Roma had also thought they might have had a penalty when Gudelj lifted his foot high to hook away from Abraham. In a game of little fluidity and many fouls, Sevilla meanwhile had done little until then, although the seven minutes added to the first half because of a series of head clashes, saw them start to threaten at last. With Bryan Gil up and running now, Ivan Rakitic’s side footed shot flew hit the post, somehow avoiding the diving Rui Patricio’s back on the way out again
If Roma had just avoided a fatal deflection that time, it was different when Navas’s cross sought out En Nesyri and Ocampos early in the second half. Mancini got ahead of them but could only turn the ball into his own net. The team that got two astonishing own goals at Old Trafford had another here, the momentum seemingly theirs now: they had only been back out there eight minutes but there had already been an Ocampos attempt at an overhead kick and an opportunity for Telles, who blasted over.
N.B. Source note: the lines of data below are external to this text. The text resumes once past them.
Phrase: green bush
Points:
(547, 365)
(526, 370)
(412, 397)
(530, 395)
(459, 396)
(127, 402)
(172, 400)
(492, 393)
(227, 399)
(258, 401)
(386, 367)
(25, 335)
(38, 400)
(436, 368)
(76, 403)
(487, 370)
As time went on, tension took over. An extraordinary scramble almost saw Roma take the lead again, Ibañez, Mancini and Abraham all bundling in on a deep free kick, the Englishman stretching to turn a shot goalwards only for Bono to save. With bodies everywhere, breath held around this arena, the ball came back to Ibañez who scuffed wide.
Hearts were then in mouths again only at the other end when Ocampos wriggled free in the area and went down challenged from Ibañez. Taylor pointed to the spot only to be called to the VAR screen where, with Mourinho wagging a finger behind him, he watched the tackle again. Seemingly part ball, part shin, it could have gone either way; it went Roma’s. A moment later, a big shout for a hand ball from Fernando in the opposite area did not.
There was little in the way of clear chances but a feeling that it would only take one. A clever clipped free kick from Lorenzo Pellegrini gave Andrea Belotti a wonderful opportunity, sliding in to volley, only for him to slice past the post. For Sevilla, En Nesyri headed over and Suso’s shot was saved, before Fernando shot wide, sending these exhausted but still undefeated men, back into battle for thirty minutes more. Many of them had nothing left, and the fear now could be felt, Roma’s players down everywhere.
Still nothing would entirely break them, still no one would crumble completely. Roma seemed to want penalties, which didn’t prove a great plan, although with the clock on 130.40, Smalling’s header came back off the bar. And yet this was fate, they knew. It felt like they always had. And so when at last it ended, three long hours after it had begun, history made, it was from the spot. Even then that needed a little extra time and one last twist added to an astonishing tale.